Protein and salt restriction have been shown to be harmful.  In a study on Vitamin C and E supplementation (anti-oxidants) in very high-risk women, there was a large statistically significant decrease in the risk for pre-eclampsia in the supplemented group.  Perhaps if the women who did not receive supplements had ‘lots of fresh organic produce ‘ and adequate, high-quality protein, they would have fared better.

The studies on treatment are even less conclusive.  Certainly, there doesn’t seem to be  ANYTHING in the literature about taking 12 eggs in 12 hours and repeating as necessary to treat pre-eclampsia once it has developed!  This theory is the legacy of Dr. Tom and Gail Brewer and their high-protein diet.  It is taught as gospel in many midwifery schools.  As far as I know, it has never been put to the gold standard test of a randomized controlled trial with a diverse population of women.

Finally, there is just no good research to either support or refute the idea that diet has an impact on pre-eclampsia; anecdotal evidence is not enough.  And herein lies the real problem.  The ‘evidence-based’ midwives roll their eyes at the ignorance of the ’12 egg’ midwives and the “12 egg” midwives” sigh at the ignorance of the “evidence-based” midwives.  This needs to change, and it is beginning to do so.  MANA has a strong Division of Research and has collected and published data on the safety of home birth in a highly respected, peer-reviewed, mainstream medical journal.  Certified nurse-midwife researchers have focused increasingly on facets of the midwifery model of care, looking at low-tech interventions such as perineal support (or not).  Wouldn’t it be terrific if the ACNM Division of Research and the MANA Division of Research could get together to design and carry out a study of the possible benefits of high protein intake to reverse the progress of pre-eclampsia in its early stages?  If this really works, it needs to be available to women all over the world, not just a select few.  If if doesn’t work, midwives should not advise or encourage the women they care for to do it.
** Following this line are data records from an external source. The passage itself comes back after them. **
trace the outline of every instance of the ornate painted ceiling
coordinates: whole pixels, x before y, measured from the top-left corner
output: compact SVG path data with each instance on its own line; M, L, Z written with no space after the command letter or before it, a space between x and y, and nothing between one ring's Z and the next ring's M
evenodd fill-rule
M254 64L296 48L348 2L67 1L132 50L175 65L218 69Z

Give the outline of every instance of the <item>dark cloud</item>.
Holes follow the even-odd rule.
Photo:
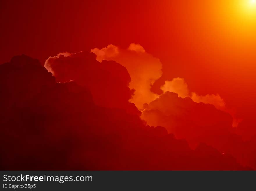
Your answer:
[[[141,118],[147,124],[165,127],[177,138],[186,140],[192,148],[205,143],[224,155],[232,154],[244,165],[256,167],[255,141],[244,141],[236,133],[239,129],[232,127],[231,116],[213,105],[166,92],[144,107]]]
[[[125,103],[116,106],[128,103],[129,75],[116,63],[99,64],[90,55],[54,60],[65,68],[56,78],[67,82],[56,82],[25,56],[0,66],[1,169],[248,169],[205,144],[191,150],[164,128],[146,126]],[[77,72],[65,66],[71,64]],[[126,94],[114,100],[110,95],[118,88]]]

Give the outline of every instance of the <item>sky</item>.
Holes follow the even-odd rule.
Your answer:
[[[129,113],[139,113],[146,125],[163,127],[178,139],[186,140],[192,149],[200,143],[195,140],[198,136],[204,137],[199,140],[205,143],[209,135],[199,127],[195,127],[198,133],[194,135],[181,126],[192,124],[211,129],[216,126],[229,126],[227,129],[232,135],[241,136],[243,141],[253,142],[251,139],[256,134],[253,1],[4,0],[0,2],[0,9],[1,64],[19,62],[17,60],[23,58],[10,60],[23,54],[38,59],[53,74],[56,82],[74,81],[86,87],[97,106],[121,106]],[[90,52],[94,54],[98,67],[81,66],[83,62],[94,63],[93,56],[85,53]],[[105,71],[107,67],[104,67],[104,63],[112,61],[125,69],[111,63],[110,74],[99,73],[102,79],[105,80],[108,75],[111,79],[122,78],[116,74],[119,69],[126,76],[126,70],[129,76],[120,83],[112,79],[109,82],[112,86],[106,82],[104,86],[101,78],[95,79],[77,69]],[[76,65],[76,67],[70,65]],[[84,75],[91,78],[84,78]],[[95,83],[88,83],[91,79]],[[116,86],[111,96],[100,98],[99,90],[108,94],[107,87]],[[165,105],[173,102],[169,108]],[[207,106],[201,106],[201,102]],[[205,108],[210,107],[207,104],[214,108]],[[214,113],[215,117],[207,115],[203,119],[204,113],[209,116]],[[226,120],[223,119],[226,114]],[[175,117],[170,119],[170,116]],[[184,122],[188,118],[191,121]],[[223,133],[219,135],[227,139],[227,133]],[[253,156],[246,160],[237,156],[237,153],[241,155],[241,148],[230,149],[234,143],[226,149],[216,141],[205,143],[222,153],[228,150],[244,166],[255,167]],[[250,145],[252,149],[255,145]]]

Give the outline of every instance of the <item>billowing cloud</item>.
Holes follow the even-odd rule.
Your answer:
[[[253,151],[256,137],[251,136],[250,141],[243,141],[236,134],[232,117],[227,113],[212,105],[196,103],[188,97],[182,98],[168,91],[144,107],[141,117],[147,125],[165,127],[177,139],[186,140],[193,149],[205,143],[220,152],[231,153],[244,165],[256,167],[256,155]]]
[[[1,169],[249,169],[205,144],[192,150],[186,141],[177,140],[164,128],[146,126],[125,108],[108,106],[106,97],[102,99],[106,103],[104,106],[95,104],[97,94],[92,87],[106,85],[106,78],[112,76],[118,83],[123,81],[118,87],[125,89],[129,79],[125,70],[114,62],[96,62],[90,54],[62,56],[48,59],[48,63],[56,76],[68,82],[57,83],[38,61],[26,56],[0,65],[0,143],[5,146]],[[82,78],[78,72],[81,69],[88,71],[81,72],[91,75]],[[81,81],[79,84],[70,81],[74,79]],[[96,87],[104,96],[115,93],[113,85],[103,90]],[[129,104],[127,97],[122,99]]]
[[[226,107],[224,100],[218,94],[202,96],[199,95],[195,92],[190,92],[183,78],[178,77],[174,78],[172,81],[166,81],[161,88],[164,93],[168,91],[175,93],[182,98],[188,97],[197,103],[202,102],[211,104],[218,109],[228,113],[233,118],[233,127],[237,126],[241,121],[241,119],[236,117],[235,112],[233,110]]]
[[[125,68],[114,61],[100,63],[92,53],[65,54],[49,57],[45,64],[57,81],[73,80],[90,90],[97,104],[125,108],[139,115],[134,104],[128,102],[134,91],[128,87],[131,78]]]
[[[164,93],[166,92],[176,93],[183,98],[189,96],[188,85],[184,78],[174,78],[172,81],[166,81],[161,89]]]
[[[148,103],[158,97],[150,89],[162,75],[162,63],[142,46],[131,43],[124,49],[110,44],[100,49],[95,48],[91,51],[97,56],[96,59],[99,62],[113,60],[126,68],[131,78],[129,87],[135,90],[130,101],[139,109],[143,108],[144,103]]]

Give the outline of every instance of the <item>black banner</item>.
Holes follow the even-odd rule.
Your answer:
[[[255,171],[1,171],[1,190],[255,190]]]

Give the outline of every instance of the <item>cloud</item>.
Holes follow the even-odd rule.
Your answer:
[[[126,89],[129,77],[120,65],[98,63],[91,55],[60,55],[48,60],[56,76],[68,82],[57,82],[38,61],[25,56],[0,65],[0,103],[4,105],[1,105],[4,106],[1,107],[0,143],[5,145],[1,169],[249,169],[205,144],[191,150],[186,141],[177,140],[164,127],[145,125],[125,107],[107,106],[109,100],[106,97],[102,100],[107,103],[104,106],[95,104],[97,94],[92,87],[107,85],[106,77],[111,77],[116,87],[111,84],[102,90],[96,86],[104,92],[102,96],[111,94],[116,93],[113,89],[118,87]],[[88,71],[81,71],[82,69]],[[70,81],[74,79],[81,81]],[[127,97],[122,99],[129,104]]]
[[[109,53],[109,49],[105,50]],[[96,104],[125,108],[127,112],[139,115],[134,104],[128,102],[134,90],[128,87],[131,78],[125,67],[114,61],[100,63],[93,53],[65,54],[49,57],[45,64],[57,81],[73,80],[90,91]]]
[[[232,125],[234,127],[237,126],[241,121],[241,119],[236,117],[233,110],[227,108],[224,100],[218,94],[207,94],[202,96],[198,95],[195,92],[191,92],[183,78],[178,77],[174,78],[172,81],[166,81],[164,84],[161,87],[161,89],[164,93],[168,91],[175,93],[179,97],[182,98],[189,97],[197,103],[202,102],[211,104],[218,109],[228,113],[233,117]]]
[[[113,60],[125,67],[131,80],[129,87],[135,90],[130,100],[139,109],[144,103],[149,103],[158,95],[151,91],[151,86],[162,75],[162,63],[159,59],[145,51],[138,44],[131,44],[124,49],[112,44],[91,52],[97,56],[99,62]]]
[[[196,150],[204,143],[220,153],[230,153],[243,165],[256,167],[256,155],[253,151],[256,137],[244,141],[236,133],[242,128],[232,127],[231,116],[212,105],[196,103],[188,97],[182,98],[168,91],[145,105],[141,117],[148,125],[164,127],[177,139],[186,140],[192,149]]]
[[[166,92],[176,93],[183,98],[189,96],[188,85],[184,78],[174,78],[172,81],[166,81],[160,88],[164,93]]]

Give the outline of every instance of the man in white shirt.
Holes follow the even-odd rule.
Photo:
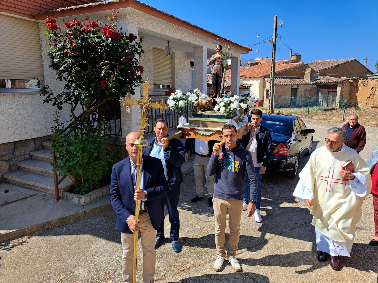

Postscript: My original posting about Ananth Karumanchi, the researcher who isolated a soluble protein named FLT in the blood of women with pre-eclampsia, was essentially about the discovery of a marker for the disorder, and didn’t address prevention or treatment.  It provides a small but important piece of the puzzle.  The researchers continue to look at FLT, hoping to use it to identify high-risk women before the condition develops, and eventually to prevent it and to treat women who do develop it.